Mist pooled on her threshold. The night beyond was still, the moon low and yellow. At her feet lay the iron charm she had thrown the night before, twisted now, its edges blackened. Beside it sat the wooden bowl, empty but clean, as if freshly washed.
“Moira” A faint whisper drifted through the air; her name carried like breath.
She froze. The voice was soft, human. Not her brother’s. A woman’s.
“Who are you?” she whispered.
The mist rippled, and for an instant, she saw a face—her grandmother’s, eyes bright with pride and sorrow. Then, it was gone.
Tears stung her eyes. She knelt, picked up the charm, and held it to her chest.
“Rest well,” she said.
The wind stirred once, warm and brief, and the mist unraveled into the dark.
Winter deepened. Weeks passed. Life continued in Cairndale—the market, the harvest, the endless gray sky. Yet now and again, Moira saw signs: a candle flickering when she hadn’t lit one, a child speaking to an unseen friend near the kirkyard, the faint sound of bells in the fog though no church was near.
The veil had thinned once; it would again.

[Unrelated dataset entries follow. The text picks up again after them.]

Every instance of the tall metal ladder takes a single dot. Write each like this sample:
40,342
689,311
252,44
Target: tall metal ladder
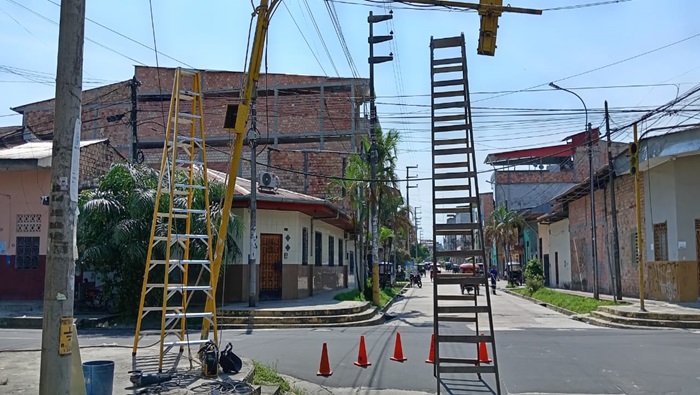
456,218
174,232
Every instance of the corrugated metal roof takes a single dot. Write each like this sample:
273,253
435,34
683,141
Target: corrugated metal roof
37,150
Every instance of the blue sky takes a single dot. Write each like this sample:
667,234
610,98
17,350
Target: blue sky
532,50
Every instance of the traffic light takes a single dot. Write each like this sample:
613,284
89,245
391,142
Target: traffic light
489,10
634,157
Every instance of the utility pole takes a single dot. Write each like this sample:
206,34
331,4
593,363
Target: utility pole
594,244
59,283
634,170
372,60
408,205
591,172
133,119
252,256
613,208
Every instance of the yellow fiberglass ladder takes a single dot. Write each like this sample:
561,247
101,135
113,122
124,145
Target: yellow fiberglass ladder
458,318
177,285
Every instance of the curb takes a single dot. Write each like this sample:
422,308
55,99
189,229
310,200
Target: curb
543,304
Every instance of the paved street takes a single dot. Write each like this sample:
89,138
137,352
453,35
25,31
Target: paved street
540,351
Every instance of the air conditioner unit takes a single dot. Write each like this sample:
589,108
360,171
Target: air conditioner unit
268,180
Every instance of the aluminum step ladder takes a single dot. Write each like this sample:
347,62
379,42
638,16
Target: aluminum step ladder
458,318
180,245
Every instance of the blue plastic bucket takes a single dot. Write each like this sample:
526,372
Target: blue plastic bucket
99,377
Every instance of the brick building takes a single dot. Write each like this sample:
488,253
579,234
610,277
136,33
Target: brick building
307,126
670,217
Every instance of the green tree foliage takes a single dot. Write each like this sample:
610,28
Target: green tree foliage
114,227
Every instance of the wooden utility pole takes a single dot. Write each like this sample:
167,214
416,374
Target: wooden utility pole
56,358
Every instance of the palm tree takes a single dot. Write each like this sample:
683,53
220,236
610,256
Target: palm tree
502,227
114,229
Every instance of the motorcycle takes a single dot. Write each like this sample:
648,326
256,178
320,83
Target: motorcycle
415,279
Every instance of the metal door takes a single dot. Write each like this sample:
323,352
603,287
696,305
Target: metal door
270,266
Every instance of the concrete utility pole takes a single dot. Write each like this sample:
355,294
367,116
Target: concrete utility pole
59,283
408,205
591,171
252,256
613,208
372,60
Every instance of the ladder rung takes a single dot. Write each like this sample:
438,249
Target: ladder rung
184,121
459,200
469,361
448,69
438,62
180,287
185,342
457,318
451,128
446,42
437,142
459,278
446,188
438,95
457,297
453,151
448,83
458,253
188,162
181,261
172,215
450,165
452,175
188,115
188,211
188,139
467,369
205,314
453,210
449,118
461,309
455,104
463,338
189,186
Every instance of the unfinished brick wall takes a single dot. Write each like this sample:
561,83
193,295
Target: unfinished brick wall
96,160
311,116
580,231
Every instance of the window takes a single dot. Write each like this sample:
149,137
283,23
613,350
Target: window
28,223
340,252
318,248
660,242
304,246
331,251
27,253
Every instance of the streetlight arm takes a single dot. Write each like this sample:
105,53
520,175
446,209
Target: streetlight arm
585,109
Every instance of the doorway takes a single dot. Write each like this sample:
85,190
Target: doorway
270,266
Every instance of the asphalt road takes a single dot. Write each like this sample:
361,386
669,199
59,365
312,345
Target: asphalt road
539,352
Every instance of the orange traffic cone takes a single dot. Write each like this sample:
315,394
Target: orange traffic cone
431,357
483,352
325,368
398,350
362,355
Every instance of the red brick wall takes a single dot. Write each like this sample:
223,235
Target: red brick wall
297,113
580,231
532,176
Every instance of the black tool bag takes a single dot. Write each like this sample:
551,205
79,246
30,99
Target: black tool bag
230,362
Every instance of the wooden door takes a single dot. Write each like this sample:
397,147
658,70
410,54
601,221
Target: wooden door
270,266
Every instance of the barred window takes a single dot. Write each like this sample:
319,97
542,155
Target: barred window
28,223
27,253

She kept her ward by the hearth and her offerings ready. Not out of fear, but respect. The boundary between worlds was fragile, she knew—never gone, only sleeping.

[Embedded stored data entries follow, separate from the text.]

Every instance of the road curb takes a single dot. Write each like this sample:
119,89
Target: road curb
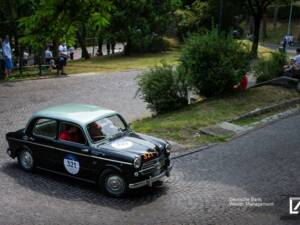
284,104
180,154
267,109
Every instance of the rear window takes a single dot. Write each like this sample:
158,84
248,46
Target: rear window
45,128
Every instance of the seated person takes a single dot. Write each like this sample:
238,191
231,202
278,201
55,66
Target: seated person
95,132
71,133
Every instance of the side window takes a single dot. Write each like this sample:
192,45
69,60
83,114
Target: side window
71,132
45,128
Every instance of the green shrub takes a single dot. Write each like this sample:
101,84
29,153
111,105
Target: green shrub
267,69
149,44
214,62
163,88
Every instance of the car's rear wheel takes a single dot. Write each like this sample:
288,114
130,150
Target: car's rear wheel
26,160
113,183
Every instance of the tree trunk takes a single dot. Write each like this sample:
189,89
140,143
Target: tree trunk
100,44
257,21
55,47
251,25
264,27
127,49
81,39
275,17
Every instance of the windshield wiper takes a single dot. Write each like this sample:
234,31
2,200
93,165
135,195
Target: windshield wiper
115,136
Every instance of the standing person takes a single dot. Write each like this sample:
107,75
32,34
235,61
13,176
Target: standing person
71,52
6,49
48,55
63,52
2,62
284,43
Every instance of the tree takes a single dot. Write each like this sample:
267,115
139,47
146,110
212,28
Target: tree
56,21
256,9
140,24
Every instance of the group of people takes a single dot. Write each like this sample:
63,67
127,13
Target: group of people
6,56
293,68
61,61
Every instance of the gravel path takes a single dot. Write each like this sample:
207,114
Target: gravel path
263,165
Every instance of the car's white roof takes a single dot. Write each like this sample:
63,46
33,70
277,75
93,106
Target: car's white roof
77,113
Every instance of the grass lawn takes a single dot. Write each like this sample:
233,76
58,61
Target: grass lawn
121,62
182,126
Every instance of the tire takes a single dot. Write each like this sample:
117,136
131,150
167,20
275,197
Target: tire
113,183
26,160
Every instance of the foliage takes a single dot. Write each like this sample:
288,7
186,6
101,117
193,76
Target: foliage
269,68
192,18
214,62
141,24
56,20
183,125
257,9
163,88
198,14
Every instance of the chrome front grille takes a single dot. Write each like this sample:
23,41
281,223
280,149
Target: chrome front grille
153,164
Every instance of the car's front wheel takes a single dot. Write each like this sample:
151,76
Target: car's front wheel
113,183
26,160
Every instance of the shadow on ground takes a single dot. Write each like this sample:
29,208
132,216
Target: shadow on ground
73,190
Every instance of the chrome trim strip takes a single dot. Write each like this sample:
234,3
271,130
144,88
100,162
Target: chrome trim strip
95,157
66,175
150,180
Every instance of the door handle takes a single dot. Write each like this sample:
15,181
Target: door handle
86,150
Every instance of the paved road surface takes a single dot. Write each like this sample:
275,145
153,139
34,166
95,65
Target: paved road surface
263,164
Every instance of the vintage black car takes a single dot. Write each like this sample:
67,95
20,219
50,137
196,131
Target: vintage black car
91,144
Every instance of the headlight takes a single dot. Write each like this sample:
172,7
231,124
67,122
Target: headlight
168,148
137,162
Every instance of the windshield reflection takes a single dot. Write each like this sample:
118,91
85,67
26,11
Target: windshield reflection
109,127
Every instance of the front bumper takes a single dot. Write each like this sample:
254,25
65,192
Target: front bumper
150,180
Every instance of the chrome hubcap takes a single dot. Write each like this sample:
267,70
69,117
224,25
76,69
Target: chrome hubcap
115,184
26,160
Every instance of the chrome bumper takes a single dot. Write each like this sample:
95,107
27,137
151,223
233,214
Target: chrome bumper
148,182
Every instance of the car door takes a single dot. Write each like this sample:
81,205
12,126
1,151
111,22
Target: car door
74,157
43,137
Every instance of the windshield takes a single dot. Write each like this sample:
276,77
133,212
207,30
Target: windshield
106,128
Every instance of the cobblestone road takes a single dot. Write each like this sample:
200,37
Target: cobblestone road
262,164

On the next All Hallows’ Eve, she climbed the hill again, the lantern bright in her hand. The stones stood waiting, patient and eternal.
This time when she poured the milk, she smiled.
“For the kinfolk lost,” she said. “And for those who wander—but not too near.”
The fog stirred, gentle as breath. Somewhere, faintly, a voice laughed—warm, human, and far away.
Moira stood in the heart of the stones, the light steady around her, and felt both worlds breathe as one.